Hannah has had a FR at home for the past couple of weeks. She is really finding the second half of the book difficult - it has all the rhyming words - cat, fat, sat, bat, rat, hat in it - introducing them one or two at a time but eventually using them all in a sentence. Hannah seems to really struggle then - she doens't seem to be able to tel the difference between them so well. I have tried showing her how to sound them out 'c-at' etc but I am not sure that that was working that well - I need her to enjoy learning to read - she relaly lvoes books and reading so I don't want to lose that. I then helped her to draw the cover page - a big fat cat and then I got ehr to cut out the words of the title and sequence them and then paste them onto her picture which she really enjoyed. I made the book into a powerpoint presentation - where I tried to emphasise particular words - eg I underline sat each time it appears and bold the m on mat. 'and' is in red font and 'on' is bold. 'fat' as in 'fat cat' is in italics. Most of the others I have left aolone - I think c b and r are reasonably different so have't really done anything to make them stand out. I have only used it with her twice and it seems to help a little in that she did better reading it today than yesterday.
I started to wonder if follwoing the same path as the other early readers in her class is the way to go. I checked out Downsed and it appears that the common view is that children following the regular literacy program in mainstream (with various supports I assume) does work well. So - my quesiton is - does what I am doing sound right? I know with numeracy they suggest teaching 4 and 5 away from each other because they are easily confused becasue they look similar. Any suggestions on how I can continue to help Hannah with her reading of books like this one?

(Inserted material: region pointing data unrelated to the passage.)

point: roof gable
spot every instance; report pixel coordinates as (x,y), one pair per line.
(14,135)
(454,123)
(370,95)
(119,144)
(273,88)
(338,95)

3 and 5 are much more confusing than 4 and 5, especially in the font you are writing. Other confusing numbers are 6 and 9, and some computer people put a stroke in the zero.

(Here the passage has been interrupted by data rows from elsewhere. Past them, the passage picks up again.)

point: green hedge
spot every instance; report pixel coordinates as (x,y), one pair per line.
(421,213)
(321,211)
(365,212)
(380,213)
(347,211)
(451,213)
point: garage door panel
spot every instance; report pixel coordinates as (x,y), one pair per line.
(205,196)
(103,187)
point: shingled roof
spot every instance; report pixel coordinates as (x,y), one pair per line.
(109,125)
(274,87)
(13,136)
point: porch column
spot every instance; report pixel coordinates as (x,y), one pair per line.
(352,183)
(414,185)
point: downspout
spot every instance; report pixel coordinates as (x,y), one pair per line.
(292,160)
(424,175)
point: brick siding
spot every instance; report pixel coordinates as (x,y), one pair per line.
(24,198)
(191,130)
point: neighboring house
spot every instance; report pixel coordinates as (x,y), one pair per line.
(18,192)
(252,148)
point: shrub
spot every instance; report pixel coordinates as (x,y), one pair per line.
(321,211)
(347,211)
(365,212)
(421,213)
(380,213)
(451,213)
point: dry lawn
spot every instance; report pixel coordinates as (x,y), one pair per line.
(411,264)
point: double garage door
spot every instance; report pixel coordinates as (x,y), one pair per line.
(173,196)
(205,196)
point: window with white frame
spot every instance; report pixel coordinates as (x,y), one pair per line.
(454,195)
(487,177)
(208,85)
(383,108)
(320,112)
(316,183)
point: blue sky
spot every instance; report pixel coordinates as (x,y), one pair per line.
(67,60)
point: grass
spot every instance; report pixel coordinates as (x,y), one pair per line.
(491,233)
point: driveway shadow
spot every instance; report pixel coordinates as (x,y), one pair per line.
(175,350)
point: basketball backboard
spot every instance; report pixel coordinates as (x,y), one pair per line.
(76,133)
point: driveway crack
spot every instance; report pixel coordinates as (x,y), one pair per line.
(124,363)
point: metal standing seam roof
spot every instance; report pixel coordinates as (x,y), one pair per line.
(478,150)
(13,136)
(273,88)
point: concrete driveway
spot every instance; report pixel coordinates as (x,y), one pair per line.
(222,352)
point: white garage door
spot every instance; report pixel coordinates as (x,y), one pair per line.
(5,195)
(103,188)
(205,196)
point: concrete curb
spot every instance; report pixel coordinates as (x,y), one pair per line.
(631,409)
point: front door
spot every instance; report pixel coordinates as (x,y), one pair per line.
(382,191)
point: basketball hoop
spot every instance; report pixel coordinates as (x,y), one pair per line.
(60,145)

ReplyDelete(If it is in old fashioned/modern cursive/printing, then it is something else!)
Great to hear about the Fitzroy readers.
The big fat cat. Oh, he must be corpulent, and obese and enormous!
(Do read the Cat in the Hat: he is very skinny, skinny as a rake).
The PowerPoint presentation is a good idea. Contrast and fonts work well.
Good for emphasising the connecting words which are used for syntax.
(And are the 100 golden/most frequent reading words).